Communicate Along the Way
Don't keep apprenticing a secret. Talk about when you were apprenticed, share what's involved in apprenticing, and let the group know when you've found an apprentice. The more you talk about it, the less of a surprise it will be. Plus, it doesn't feel like you're doing something behind the group's back. And when you decide to birth, keep them in the loop along the way. Why is the leader ready? When will it happen? When will you celebrate together? How will it affect the current group? Answer the questions your group members are asking themselves.

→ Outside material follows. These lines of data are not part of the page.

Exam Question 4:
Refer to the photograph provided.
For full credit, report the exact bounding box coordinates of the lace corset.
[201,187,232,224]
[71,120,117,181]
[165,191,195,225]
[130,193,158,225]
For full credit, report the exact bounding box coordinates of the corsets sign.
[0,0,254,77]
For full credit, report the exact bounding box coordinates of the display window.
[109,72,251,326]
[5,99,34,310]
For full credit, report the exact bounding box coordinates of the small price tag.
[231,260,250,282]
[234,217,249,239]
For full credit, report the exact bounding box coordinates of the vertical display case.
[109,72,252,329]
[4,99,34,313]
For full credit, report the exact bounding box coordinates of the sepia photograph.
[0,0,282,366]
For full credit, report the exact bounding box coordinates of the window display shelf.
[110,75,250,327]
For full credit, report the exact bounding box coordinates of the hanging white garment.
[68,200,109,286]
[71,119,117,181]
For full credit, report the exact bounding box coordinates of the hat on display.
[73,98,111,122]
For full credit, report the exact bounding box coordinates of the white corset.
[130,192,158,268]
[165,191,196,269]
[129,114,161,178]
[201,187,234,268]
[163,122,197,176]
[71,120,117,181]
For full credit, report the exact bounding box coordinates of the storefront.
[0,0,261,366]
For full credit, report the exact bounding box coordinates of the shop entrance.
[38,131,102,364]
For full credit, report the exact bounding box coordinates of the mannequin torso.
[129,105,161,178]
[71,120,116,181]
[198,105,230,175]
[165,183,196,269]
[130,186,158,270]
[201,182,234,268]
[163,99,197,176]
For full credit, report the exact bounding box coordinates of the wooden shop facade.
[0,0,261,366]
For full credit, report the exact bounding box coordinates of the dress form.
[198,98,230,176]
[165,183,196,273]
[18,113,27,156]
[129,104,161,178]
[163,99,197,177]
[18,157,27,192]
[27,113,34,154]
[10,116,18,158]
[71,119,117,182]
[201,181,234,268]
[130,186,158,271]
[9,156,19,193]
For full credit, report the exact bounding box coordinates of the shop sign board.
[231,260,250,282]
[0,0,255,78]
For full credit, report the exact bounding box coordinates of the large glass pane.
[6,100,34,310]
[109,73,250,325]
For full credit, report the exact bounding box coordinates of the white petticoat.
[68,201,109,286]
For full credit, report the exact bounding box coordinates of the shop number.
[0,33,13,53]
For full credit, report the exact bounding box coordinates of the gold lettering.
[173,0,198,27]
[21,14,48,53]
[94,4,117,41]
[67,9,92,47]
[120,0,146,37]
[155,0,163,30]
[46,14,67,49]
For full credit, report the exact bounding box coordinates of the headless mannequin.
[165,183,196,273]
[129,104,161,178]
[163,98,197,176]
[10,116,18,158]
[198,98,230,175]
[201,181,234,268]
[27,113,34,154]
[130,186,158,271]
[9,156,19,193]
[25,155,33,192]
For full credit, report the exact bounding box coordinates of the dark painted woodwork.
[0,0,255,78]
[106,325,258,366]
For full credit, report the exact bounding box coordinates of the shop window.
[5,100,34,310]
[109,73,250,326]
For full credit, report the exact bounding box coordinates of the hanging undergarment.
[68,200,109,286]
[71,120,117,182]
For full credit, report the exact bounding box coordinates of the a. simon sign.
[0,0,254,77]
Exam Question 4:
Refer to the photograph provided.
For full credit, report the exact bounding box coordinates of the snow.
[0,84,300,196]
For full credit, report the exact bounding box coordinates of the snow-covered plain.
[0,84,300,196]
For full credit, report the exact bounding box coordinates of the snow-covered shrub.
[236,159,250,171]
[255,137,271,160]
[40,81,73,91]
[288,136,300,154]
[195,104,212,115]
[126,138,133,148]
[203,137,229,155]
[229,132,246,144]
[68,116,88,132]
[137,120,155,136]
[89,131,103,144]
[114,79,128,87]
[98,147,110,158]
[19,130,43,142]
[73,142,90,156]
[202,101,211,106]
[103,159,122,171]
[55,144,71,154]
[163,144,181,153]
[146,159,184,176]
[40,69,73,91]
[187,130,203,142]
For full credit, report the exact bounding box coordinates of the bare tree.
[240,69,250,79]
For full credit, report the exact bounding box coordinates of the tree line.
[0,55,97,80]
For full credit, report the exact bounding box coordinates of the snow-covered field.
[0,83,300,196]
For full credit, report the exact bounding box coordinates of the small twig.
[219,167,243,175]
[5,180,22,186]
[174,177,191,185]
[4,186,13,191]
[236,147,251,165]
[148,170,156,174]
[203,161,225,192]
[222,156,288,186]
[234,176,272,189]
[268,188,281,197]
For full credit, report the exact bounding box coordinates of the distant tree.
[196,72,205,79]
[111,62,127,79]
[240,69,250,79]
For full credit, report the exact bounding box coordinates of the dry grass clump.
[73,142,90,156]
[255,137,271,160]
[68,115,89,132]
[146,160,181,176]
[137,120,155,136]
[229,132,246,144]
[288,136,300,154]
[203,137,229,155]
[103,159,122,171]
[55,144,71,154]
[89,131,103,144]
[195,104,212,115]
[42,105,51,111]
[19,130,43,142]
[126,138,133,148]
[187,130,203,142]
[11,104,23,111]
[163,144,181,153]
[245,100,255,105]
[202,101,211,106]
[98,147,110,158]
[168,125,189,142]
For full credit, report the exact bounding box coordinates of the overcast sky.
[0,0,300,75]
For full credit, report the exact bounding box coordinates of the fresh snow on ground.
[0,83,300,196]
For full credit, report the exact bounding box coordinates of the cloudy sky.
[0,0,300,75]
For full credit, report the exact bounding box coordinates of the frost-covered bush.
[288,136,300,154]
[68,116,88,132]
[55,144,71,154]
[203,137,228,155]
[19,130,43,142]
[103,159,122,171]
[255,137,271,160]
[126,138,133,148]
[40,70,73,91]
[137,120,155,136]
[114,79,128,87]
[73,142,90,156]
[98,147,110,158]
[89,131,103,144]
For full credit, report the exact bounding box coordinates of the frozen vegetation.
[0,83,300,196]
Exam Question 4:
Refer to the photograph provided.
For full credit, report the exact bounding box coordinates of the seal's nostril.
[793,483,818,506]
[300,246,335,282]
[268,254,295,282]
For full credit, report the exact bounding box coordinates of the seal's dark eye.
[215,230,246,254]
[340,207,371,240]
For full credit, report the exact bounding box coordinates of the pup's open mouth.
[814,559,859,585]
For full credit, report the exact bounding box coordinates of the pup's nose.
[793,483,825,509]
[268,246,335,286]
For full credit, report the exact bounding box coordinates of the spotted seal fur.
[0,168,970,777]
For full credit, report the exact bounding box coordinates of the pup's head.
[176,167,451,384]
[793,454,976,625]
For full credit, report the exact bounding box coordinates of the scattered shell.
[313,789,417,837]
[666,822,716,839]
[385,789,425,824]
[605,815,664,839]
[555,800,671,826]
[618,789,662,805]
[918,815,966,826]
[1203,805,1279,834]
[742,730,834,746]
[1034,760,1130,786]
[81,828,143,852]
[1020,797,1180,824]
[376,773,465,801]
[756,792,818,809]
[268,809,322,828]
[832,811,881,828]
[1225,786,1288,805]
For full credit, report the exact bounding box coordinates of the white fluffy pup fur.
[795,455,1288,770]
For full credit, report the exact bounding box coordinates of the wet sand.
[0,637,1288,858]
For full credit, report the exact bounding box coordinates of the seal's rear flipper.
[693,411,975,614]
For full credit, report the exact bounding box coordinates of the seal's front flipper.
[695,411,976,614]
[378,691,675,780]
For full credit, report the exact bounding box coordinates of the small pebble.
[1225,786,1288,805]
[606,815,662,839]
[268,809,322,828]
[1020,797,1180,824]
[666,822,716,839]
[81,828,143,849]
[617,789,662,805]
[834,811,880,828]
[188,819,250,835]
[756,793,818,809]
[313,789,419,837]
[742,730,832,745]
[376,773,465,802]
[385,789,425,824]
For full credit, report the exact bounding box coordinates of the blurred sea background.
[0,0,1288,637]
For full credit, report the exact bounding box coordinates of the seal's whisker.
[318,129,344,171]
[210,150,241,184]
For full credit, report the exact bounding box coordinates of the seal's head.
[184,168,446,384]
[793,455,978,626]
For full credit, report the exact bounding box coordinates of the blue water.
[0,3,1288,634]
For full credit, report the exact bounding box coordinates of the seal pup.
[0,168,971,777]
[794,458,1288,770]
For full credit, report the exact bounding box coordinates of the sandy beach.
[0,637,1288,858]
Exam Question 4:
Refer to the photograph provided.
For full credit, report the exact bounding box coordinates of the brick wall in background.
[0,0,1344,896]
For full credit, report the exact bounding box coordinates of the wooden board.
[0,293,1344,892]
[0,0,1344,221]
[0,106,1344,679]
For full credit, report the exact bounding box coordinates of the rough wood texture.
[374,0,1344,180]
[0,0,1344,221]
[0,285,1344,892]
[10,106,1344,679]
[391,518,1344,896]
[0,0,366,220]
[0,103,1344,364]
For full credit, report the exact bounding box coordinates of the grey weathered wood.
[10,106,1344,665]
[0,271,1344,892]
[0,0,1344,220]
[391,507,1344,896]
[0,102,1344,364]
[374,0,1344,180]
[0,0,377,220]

What you celebrate shows what you value, so think about what you celebrate with your group. Get excited about your new apprentice, talk about exciting leadership developments in the church, and congratulate group members in their leadership at work and home. And be sure to throw a party when you birth the new group. You'll be able to commission the new leader and celebrate all that's happened in the group.
If you're not excited about apprenticing, no one else will be either. So go to God if you're not feeling it. Pray for vision and excitement. Additionally, commit to the process. If you truly value raising someone into leadership, don't take shortcuts. Your apprentice will feel cared for and will be fully trained. It also sends a message to your group members that apprenticing is important and you don't want to throw someone into leadership unprepared.
Think Outside the Box
Too often we do only what we've experienced (or what we've grown comfortable with), but there are many ways to birth a new group. If you're continually apprenticing new leaders, there's no need to split your group. Consider sending off new leaders to begin a new group to a demographic that they're passionate about. Help them see the specific needs in your church and investigate how they might meet them with their new group. Is there an abundance of newly married couples? Are there several unconnected people who can meet on the same night? Some of your current group members may want to join the new leader on this adventure as well. Another option is to allow the apprentice to remain with the current group while you go off to start a new group. Or perhaps you co-lead for a time until one of you is ready to move on. If group members react negatively to the thought of birthing, it may be to the specific method of birthing they've experienced. Think through a different method to use.
Keep Health Central
Above all, keep healthy groups as your focus. Healthy groups should be missionally minded with a focus on love, trust, and encouragement. They're a place where we live out the one another commands and are truly known by others. It's the perfect breeding ground for healthy leaders. But if things aren't healthy in the group, you will need to start there. Unhealthy groups won't produce healthy leaders, and they'll likely be hurt by a birthing experience. Know your group and work with your coach or small-group point person to build a healthy small group. If you have an apprentice, have him or her help you with the process. He or she will be a stronger leader for it.
—Amy Jackson is the Associate Editor of SmallGroups.com and has served as a small-group leader, coach, and director; copyright 2012 by Christianity Today.
- What is your group's initial reaction to the idea of birthing? Why?
- How can you improve your communication about birthing?
- Are you committed to always having an apprentice? Why or why not?